The fire was estimated at 17 square miles Thursday, with 10 percent containment, but it was growing, causing concern that the direction could change in the area, which is known as a wind tunnel.

"The conditions at the front right now are very dangerous," Hawkins said.

Authorities still have not determined what caused the fire.

Evacuation orders were issued in five towns. Flames were marching toward the hardscrabble town of Cabazon, where hundreds scrambled to leave in the pre-dawn hours Thursday as the mountain ridge behind their homes glowed red.

Many returned after sunrise to pack up more belongings and watch the flickering line of fire snaking along the brown, scrubby mountains.

Linda Walls, 62, sat with her family in lawn chairs and watched fire crews scrambling to douse the flames marching toward her modest home less than a quarter mile away. An American flag flapped in the gusty wind that kicked up the fire. She wiped her brow, feeling the scorching heat.

Gray and pink-tinted clouds billowed across the otherwise crystal blue sky.

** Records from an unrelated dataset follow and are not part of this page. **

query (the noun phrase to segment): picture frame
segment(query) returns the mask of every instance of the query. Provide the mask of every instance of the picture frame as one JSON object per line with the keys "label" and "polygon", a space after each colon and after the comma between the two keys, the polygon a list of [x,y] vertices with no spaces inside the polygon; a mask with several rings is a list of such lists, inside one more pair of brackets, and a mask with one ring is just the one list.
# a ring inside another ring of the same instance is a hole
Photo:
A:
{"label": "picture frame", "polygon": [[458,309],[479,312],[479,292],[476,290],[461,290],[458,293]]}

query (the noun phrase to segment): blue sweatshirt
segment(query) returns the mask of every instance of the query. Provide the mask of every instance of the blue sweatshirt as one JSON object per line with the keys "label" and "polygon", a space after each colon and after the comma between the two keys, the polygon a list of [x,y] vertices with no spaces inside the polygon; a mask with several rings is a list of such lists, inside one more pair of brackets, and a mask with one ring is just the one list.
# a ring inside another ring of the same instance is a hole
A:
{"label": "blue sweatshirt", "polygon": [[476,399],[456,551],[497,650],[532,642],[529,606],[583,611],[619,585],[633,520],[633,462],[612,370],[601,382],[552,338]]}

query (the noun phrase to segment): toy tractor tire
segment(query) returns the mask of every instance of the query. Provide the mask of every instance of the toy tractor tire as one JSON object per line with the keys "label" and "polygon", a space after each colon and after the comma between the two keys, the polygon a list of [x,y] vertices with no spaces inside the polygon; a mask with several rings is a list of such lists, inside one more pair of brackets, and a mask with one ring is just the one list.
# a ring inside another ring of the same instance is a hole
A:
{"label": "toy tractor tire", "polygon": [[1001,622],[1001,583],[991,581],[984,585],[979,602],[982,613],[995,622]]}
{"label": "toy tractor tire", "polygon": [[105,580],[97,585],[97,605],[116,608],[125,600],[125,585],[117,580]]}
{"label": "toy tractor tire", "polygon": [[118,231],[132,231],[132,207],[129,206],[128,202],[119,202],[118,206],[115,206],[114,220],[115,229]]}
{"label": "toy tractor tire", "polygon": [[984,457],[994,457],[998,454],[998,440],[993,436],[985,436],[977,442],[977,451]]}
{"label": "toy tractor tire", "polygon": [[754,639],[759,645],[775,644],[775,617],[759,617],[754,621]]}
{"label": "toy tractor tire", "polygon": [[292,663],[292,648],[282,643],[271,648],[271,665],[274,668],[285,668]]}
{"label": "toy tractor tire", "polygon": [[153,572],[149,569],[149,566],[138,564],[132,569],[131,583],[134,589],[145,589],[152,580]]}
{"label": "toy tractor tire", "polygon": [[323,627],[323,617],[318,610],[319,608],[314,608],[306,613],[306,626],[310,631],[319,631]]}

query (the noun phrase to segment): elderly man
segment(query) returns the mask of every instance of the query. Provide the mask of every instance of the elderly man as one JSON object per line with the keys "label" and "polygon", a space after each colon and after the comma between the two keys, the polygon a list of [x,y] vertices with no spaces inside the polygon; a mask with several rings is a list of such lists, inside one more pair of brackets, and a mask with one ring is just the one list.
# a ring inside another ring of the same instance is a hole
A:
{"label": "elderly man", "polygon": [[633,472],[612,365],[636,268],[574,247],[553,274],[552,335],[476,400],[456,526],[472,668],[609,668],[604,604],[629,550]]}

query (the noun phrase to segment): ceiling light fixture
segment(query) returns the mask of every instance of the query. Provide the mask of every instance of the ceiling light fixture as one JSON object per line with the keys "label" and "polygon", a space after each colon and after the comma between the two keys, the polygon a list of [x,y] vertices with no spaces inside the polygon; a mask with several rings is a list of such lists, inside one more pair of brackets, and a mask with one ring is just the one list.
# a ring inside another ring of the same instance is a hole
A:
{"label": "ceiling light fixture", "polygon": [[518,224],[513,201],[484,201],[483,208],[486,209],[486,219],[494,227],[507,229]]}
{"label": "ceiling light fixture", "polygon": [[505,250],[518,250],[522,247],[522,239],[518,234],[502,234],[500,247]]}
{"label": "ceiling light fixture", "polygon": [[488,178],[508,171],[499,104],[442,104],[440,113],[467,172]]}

Neighbors could be heard coughing as they filled the beds of pickup trucks with motocross bikes, boxes of clothing, toys and packaged food.

"It seems to be taking off now," she said as sirens whirred by. "All you see are the firemen inside the blaze."

At the end of her street, a group of ostriches paced in their cages as the hill above them burned. A firefighter rushing by said they would do what they can to protect them. Nearby another pen was filled with goats.

In the nearby town of Banning, Lili Arroyo, 83, left with only her pet cockatiel, Tootsie, in its cage and a bag of important papers from her home, which was rebuilt after being destroyed in a 2006 wildfire.

"The smoke was so bad you couldn't see," said Arroyo, who lives in the town of Banning. "There were embers and ash coming down all over the sky. The smoke was really thick. I was starting not to be able to breathe."

Evacuation orders covered an RV resort called the Silent Valley Club, the rural communities of Poppet Flats, Twin Pines, Edna Valley and Vista Grande, portions of the city of Cabazon along Interstate 10, and a camping area known as Black Mountain.

A veteran of many evacuations, Dana Wright, 43, wiped away a tear as she entered a shelter at a Beaumont school and went with her family to watch TV news. She had no idea whether her Poppet Flats home of 11 years had survived. Friends said a nearby home had burned.

She and her husband hoped to find a way back up into the mountains. "I just want to look to see if we have a house," she said.

Most of Southern California's severe wildfires are associated with Santa Ana winds caused by high pressure over the West that sends a clockwise flow of air rushing down into the region.

This week's fire, however, was being fanned by a counter-clockwise flow around a low pressure area over northwest California.

It was the second major wildfire in the San Jacinto Mountains this summer. A blaze that erupted in mid-July spread over 43 square miles on peaks above Palm Springs, burned seven homes and forced 6,000 people out of Idyllwild and neighboring towns.

The latest fire also burned in the footprint of the notorious Esperanza Fire, a 2006, wind-driven inferno that overran a U.S. Forest Service engine crew. All five crew members died. A man was convicted of setting the fire and sentenced to death.

After touring the area, U.S. Sen. Barbara Boxer, D-Calif., who lives in Riverside County, said 165,000 acres have burned in California this year and climate change is setting conditions for more disastrous blazes, while budget cuts are limiting resources to fight them.

"Unless we take action, things are only going to get worse," she said.

A different blaze, a 45-acre wildfire, near Wrightwood in the San Gabriel Mountains forced evacuations of mountain communities Thursday afternoon.

The fire broke out around noon, and firefighters struggled to beat back flames in steep terrain. Homes along several winding mountain roads were being evacuated. It was unclear how many homes or residents are affected.

Wrightwood is a mountain community popular with skiers located about 40 miles northeast of downtown Los Angeles.

Associated Press writer John Antczak in Los Angeles contributed to this report.